Bon et mauvais cholestérol

• Premier enseignement, cette réduction de la vitesse touche toutes les tranches horaires ; la chute est même un peu plus prononcée aux heures creuses.

• Deuxième enseignement, elle est principalement due à l’augmentation du temps de roulage interstations (qui représente 75% du total). Première cause identifiée, l’urbanisation, qui induit une augmentation de tous les flux de circulation. Celle des voitures, qui rend problématique le franchissement de certaines intersections, mais aussi des piétons – avec l’augmentation du nombre de traversées – ou encore des vélos, notamment depuis le covid. "Vélos et bus ne font pas forcément bon ménage", indique Benoît Oillo, co-auteur de l’étude. S’il confesse ne "pas avoir de données concrètes" en la matière, il observe que "c’est le ressenti des opérateurs". Il souligne que "suite à la pandémie, beaucoup de voies dédiées aux bus ont été supprimées ou doivent désormais être partagées avec les vélos". Olivier Delerue, chef de projet à la Semitan (SEM chargée du service du transport public de l’agglomération nantaise), indique que des contrôles de vitesse ont d’ailleurs été mis en place pour que les conducteurs de bus réduisent leur vitesse pour éviter les accrochages, y compris lorsqu’il n’y a a priori pas de vélo dans la voie. Pour lui, ce qui fait que "cette cohabitation pose de plus en plus de soucis", c’est à la fois la densité et la diversité des cycles – à assistance électronique, cargo, classique… – et leur vitesse.

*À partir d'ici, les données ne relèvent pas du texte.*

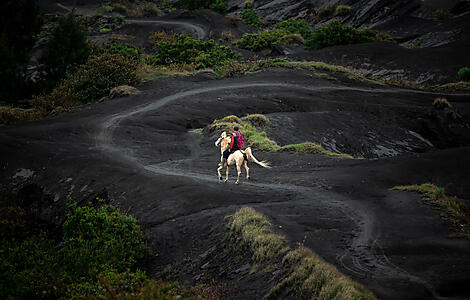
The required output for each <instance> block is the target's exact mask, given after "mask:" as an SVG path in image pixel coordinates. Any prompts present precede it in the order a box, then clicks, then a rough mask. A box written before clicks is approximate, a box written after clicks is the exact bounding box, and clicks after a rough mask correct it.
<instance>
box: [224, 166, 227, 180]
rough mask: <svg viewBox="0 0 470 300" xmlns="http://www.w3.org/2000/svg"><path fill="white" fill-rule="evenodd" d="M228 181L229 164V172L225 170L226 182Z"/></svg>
mask: <svg viewBox="0 0 470 300" xmlns="http://www.w3.org/2000/svg"><path fill="white" fill-rule="evenodd" d="M227 181H228V164H227V170H225V180H224V182H227Z"/></svg>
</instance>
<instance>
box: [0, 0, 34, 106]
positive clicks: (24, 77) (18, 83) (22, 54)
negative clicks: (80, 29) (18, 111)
mask: <svg viewBox="0 0 470 300" xmlns="http://www.w3.org/2000/svg"><path fill="white" fill-rule="evenodd" d="M41 25H42V18H41V12H40V9H39V7H38V4H37V1H35V0H4V1H0V57H1V59H0V70H1V71H0V82H1V83H2V84H1V85H0V102H8V103H16V102H17V101H18V100H19V99H24V98H28V97H30V96H31V93H32V92H33V91H32V87H31V85H30V84H28V83H27V79H26V77H25V76H24V70H25V68H26V65H27V64H28V62H29V59H30V52H31V49H32V48H33V46H34V44H35V43H36V40H37V34H38V33H39V31H40V30H41Z"/></svg>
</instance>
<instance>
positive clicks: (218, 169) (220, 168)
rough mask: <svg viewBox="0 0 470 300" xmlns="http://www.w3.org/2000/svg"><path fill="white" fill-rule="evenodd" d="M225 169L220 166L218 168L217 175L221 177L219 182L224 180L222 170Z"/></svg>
mask: <svg viewBox="0 0 470 300" xmlns="http://www.w3.org/2000/svg"><path fill="white" fill-rule="evenodd" d="M223 168H224V167H223V166H219V167H218V168H217V175H219V182H220V181H221V180H222V174H220V170H222V169H223Z"/></svg>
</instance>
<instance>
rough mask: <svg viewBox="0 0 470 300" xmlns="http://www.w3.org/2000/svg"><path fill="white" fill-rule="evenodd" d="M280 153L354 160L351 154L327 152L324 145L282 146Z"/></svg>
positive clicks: (300, 144) (312, 143)
mask: <svg viewBox="0 0 470 300" xmlns="http://www.w3.org/2000/svg"><path fill="white" fill-rule="evenodd" d="M278 151H292V152H295V153H297V154H308V153H314V154H323V155H328V156H332V157H338V158H349V159H353V158H354V157H352V156H351V155H349V154H343V153H334V152H330V151H328V150H326V149H325V148H323V146H322V145H320V144H315V143H311V142H305V143H300V144H292V145H285V146H282V147H281V148H280V149H279V150H278Z"/></svg>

Parmi les autres causes de l’augmentation du temps de roulage, on ne sera donc pas surpris de retrouver le rappel à l’ordre de la direction pour que les conducteurs respectent les vitesses réglementaires et la réduction des limites maximales de ces dernières (passage de 70 à 50 km/h, ou de 50 km/h à 30 km/h). S’y ajoutent le développement des livraisons "illicites" (à Paris, il est souligné que la suppression des zones de livraison est une réelle difficulté) ou la création d’arrêts supplémentaires, qui "impactent la dynamique de déplacement". Olivier Delerue évoque encore les travaux ou la priorité laissée aux tramways.

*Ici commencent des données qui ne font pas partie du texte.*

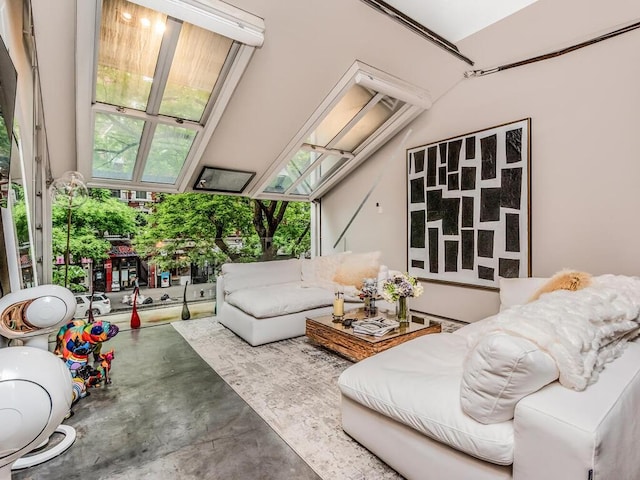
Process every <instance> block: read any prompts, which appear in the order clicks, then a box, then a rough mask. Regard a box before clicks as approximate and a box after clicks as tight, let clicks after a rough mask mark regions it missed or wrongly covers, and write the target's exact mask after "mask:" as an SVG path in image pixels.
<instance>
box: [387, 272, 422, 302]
mask: <svg viewBox="0 0 640 480" xmlns="http://www.w3.org/2000/svg"><path fill="white" fill-rule="evenodd" d="M423 292H424V288H423V287H422V285H421V284H420V282H418V280H416V279H415V277H412V276H410V275H409V274H408V273H400V274H396V275H394V276H393V277H391V278H389V279H387V280H385V282H384V283H383V284H382V298H384V299H385V300H386V301H387V302H391V303H395V302H396V301H397V300H398V299H399V298H401V297H403V298H406V297H419V296H420V295H422V293H423Z"/></svg>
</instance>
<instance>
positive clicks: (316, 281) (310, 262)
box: [302, 252, 351, 288]
mask: <svg viewBox="0 0 640 480" xmlns="http://www.w3.org/2000/svg"><path fill="white" fill-rule="evenodd" d="M349 254H351V252H342V253H335V254H332V255H322V256H318V257H313V258H312V259H310V260H302V286H303V287H321V288H333V283H334V282H333V277H334V276H335V274H336V272H337V271H338V267H339V266H340V264H341V263H342V261H343V260H344V259H345V258H346V257H347V256H349Z"/></svg>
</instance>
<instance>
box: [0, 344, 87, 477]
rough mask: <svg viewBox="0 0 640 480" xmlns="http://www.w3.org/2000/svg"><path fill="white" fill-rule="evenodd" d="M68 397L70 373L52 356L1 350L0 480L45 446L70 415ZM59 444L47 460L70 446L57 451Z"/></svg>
mask: <svg viewBox="0 0 640 480" xmlns="http://www.w3.org/2000/svg"><path fill="white" fill-rule="evenodd" d="M71 396H72V395H71V376H70V375H69V370H68V369H67V367H66V366H65V364H64V362H62V361H61V360H60V359H59V358H58V357H56V356H55V355H53V354H52V353H50V352H48V351H44V350H41V349H39V348H34V347H8V348H3V349H0V425H2V429H0V480H9V479H10V478H11V467H12V465H13V464H14V463H15V462H16V460H18V459H19V458H20V457H22V456H23V455H25V454H26V453H28V452H30V451H31V450H33V449H34V448H36V447H38V446H40V445H41V444H43V442H44V443H46V441H47V439H48V438H49V436H50V435H51V434H52V433H53V432H54V431H55V430H56V429H57V428H58V427H59V426H60V423H61V422H62V421H63V420H64V417H65V416H66V415H67V413H68V412H69V408H71ZM71 430H72V432H73V439H72V440H71V443H73V440H75V431H74V430H73V429H71ZM63 433H64V434H65V435H66V436H65V441H68V438H69V435H67V432H63ZM62 443H65V442H61V443H60V444H58V445H56V447H55V450H56V452H55V453H53V454H47V456H48V458H52V457H54V456H56V455H58V454H59V453H61V451H64V450H66V448H68V447H69V446H70V444H69V445H66V446H64V448H58V447H59V446H60V445H61V444H62ZM48 458H47V459H48ZM36 463H40V462H36Z"/></svg>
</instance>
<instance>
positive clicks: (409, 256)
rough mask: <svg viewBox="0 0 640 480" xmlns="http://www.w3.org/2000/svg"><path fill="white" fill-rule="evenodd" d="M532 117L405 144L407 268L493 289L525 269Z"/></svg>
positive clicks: (523, 270)
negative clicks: (407, 244)
mask: <svg viewBox="0 0 640 480" xmlns="http://www.w3.org/2000/svg"><path fill="white" fill-rule="evenodd" d="M530 140H531V119H530V118H527V119H524V120H519V121H517V122H513V123H509V124H505V125H499V126H496V127H492V128H488V129H486V130H482V131H478V132H472V133H468V134H465V135H460V136H457V137H454V138H449V139H446V140H441V141H439V142H434V143H431V144H429V145H424V146H420V147H415V148H410V149H408V150H407V205H408V208H407V215H408V218H407V226H408V232H407V239H408V248H407V251H408V271H409V274H410V275H412V276H416V277H418V278H421V279H423V280H432V281H440V282H447V283H455V284H461V285H469V286H475V287H480V288H490V289H494V288H498V285H499V279H500V277H503V278H517V277H528V276H530V275H531V218H530V217H531V215H530V200H531V177H530V163H531V158H530V156H531V147H530V144H531V141H530Z"/></svg>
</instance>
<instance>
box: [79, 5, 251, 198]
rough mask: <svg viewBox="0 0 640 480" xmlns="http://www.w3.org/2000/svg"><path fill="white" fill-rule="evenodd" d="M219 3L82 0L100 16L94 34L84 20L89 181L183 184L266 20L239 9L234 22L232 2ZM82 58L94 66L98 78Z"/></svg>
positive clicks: (233, 87)
mask: <svg viewBox="0 0 640 480" xmlns="http://www.w3.org/2000/svg"><path fill="white" fill-rule="evenodd" d="M216 5H218V6H220V5H222V4H221V2H218V1H217V0H211V1H210V2H208V3H207V4H206V5H204V4H203V5H201V6H196V5H186V3H180V2H174V1H171V0H132V1H126V0H102V2H96V0H83V2H79V5H78V8H79V9H80V10H82V11H83V12H84V11H86V10H87V9H90V7H91V6H93V8H94V9H95V11H94V14H95V18H96V24H95V30H94V32H95V33H94V35H93V39H91V36H90V34H91V32H90V29H88V28H83V26H82V25H79V26H78V38H79V41H78V45H80V48H79V58H80V60H79V64H80V65H79V68H78V82H79V88H78V102H79V105H84V106H86V111H83V110H82V109H81V110H79V112H80V113H79V120H78V131H79V133H78V138H79V139H80V140H79V159H78V164H79V166H80V169H81V171H83V173H84V174H85V175H86V176H87V177H88V178H89V181H90V183H91V184H93V185H97V186H103V187H112V188H113V187H117V186H118V185H120V184H126V185H127V186H128V187H131V186H132V185H133V186H142V187H143V189H145V190H152V191H153V190H155V191H180V190H184V182H186V181H188V178H189V176H190V175H191V173H193V170H194V168H195V166H196V164H197V161H198V157H199V156H200V155H201V151H200V149H199V147H200V146H201V145H202V146H204V144H205V143H206V142H207V141H208V139H209V138H210V137H211V135H212V133H213V130H214V129H215V123H217V120H218V119H219V117H220V113H221V111H223V110H224V108H225V107H226V104H227V103H228V101H229V96H228V95H220V92H221V91H222V90H223V89H225V88H226V89H228V88H231V89H233V88H234V87H235V84H236V83H237V81H238V80H239V78H240V75H241V72H242V71H243V70H244V68H245V67H246V65H247V63H248V61H249V58H250V51H252V50H253V48H254V47H255V46H257V45H260V44H261V42H262V30H263V27H262V24H261V22H262V21H261V20H259V19H255V18H253V17H251V16H250V15H248V14H246V12H240V11H238V15H239V17H238V18H237V21H235V22H232V23H230V22H229V16H230V12H234V9H233V7H229V6H228V5H226V4H224V6H222V7H221V8H222V10H221V12H222V13H220V12H218V11H217V10H216ZM248 17H249V22H248V21H247V18H248ZM79 18H80V17H79ZM251 22H254V23H251ZM229 25H231V26H229ZM83 38H84V39H85V40H86V41H87V42H89V43H90V44H91V43H93V47H94V48H93V49H91V48H89V47H90V46H91V45H88V46H85V45H84V43H83V41H82V39H83ZM245 42H246V43H245ZM248 51H249V53H247V52H248ZM84 57H86V58H88V59H90V60H91V64H92V65H93V81H92V82H91V84H89V83H88V81H87V79H86V76H85V75H83V74H82V73H83V72H82V68H83V67H82V59H83V58H84ZM216 112H217V113H216ZM211 119H216V120H211ZM84 120H86V121H84ZM85 138H90V139H92V140H90V141H85V140H84V139H85Z"/></svg>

• Troisième enseignement, ce ralentissement est également porté par l’allongement de la durée des échanges de passagers (lequel représente 15 à 20% du temps total). Sa cause est simple : l’augmentation de la fréquentation. "C’est du bon cholestérol", image Jean-Marie Beauvais, co-auteur de l’étude. La rançon du succès, en somme, dont il est relevé qu’elle est "mécanique". En revanche, l’attente en station (portes fermées) ou en ligne (aux feux, carrefours, dans les bouchons…) ne semblent guère entrer en ligne de compte.

Impact économique

Qu’il soit bon ou mauvais, en l’espèce ce cholestérol n’est pas sans impact. "Il induit une augmentation des coûts dont on n’a pas conscience", alerte Bruno Gazeau. "Pour maintenir les intervalles, le délégataire est en effet contraint d’ajouter un véhicule, des agents…", souligne-t-il. Comme le relevait Jean Castex, il risque en outre de détourner les voyageurs des bus, même s’il est relevé que "le véritable problème, c’est la variabilité du temps de parcours plutôt que son allongement". Mais, est-il remarqué, "les sources de réduction de la vitesse sont également génératrices de variabilité du temps de parcours".

Des solutions

Pour amoindrir le phénomène, les auteurs dressent plusieurs recommandations, qui ont principalement trait à l’exploitation, à l’aménagement des véhicules, des stations et de la voirie. Parmi elles, on relèvera notamment l’invite à :

- bien dimensionner le temps de parcours théorique en amont ;

- renoncer à la seule montée par l’avant, instaurée pour limiter la fraude, pour privilégier la montée par toutes les portes ;

- limiter la vente des tickets à bord ;

- augmenter la capacité des véhicules, dotés de larges portes, et faciliter la circulation en leur sein (positionnement des barres d’appui, obligation de plier les trottinettes, vélo…) ;

- allonger et élargir les quais pour une meilleure circulation et répartition des voyageurs ;

- verbaliser les véhicules gênants ;

- éviter les distances interstations trop courtes ;

- mettre en place des traversées directes des giratoires, des priorités aux feux, etc.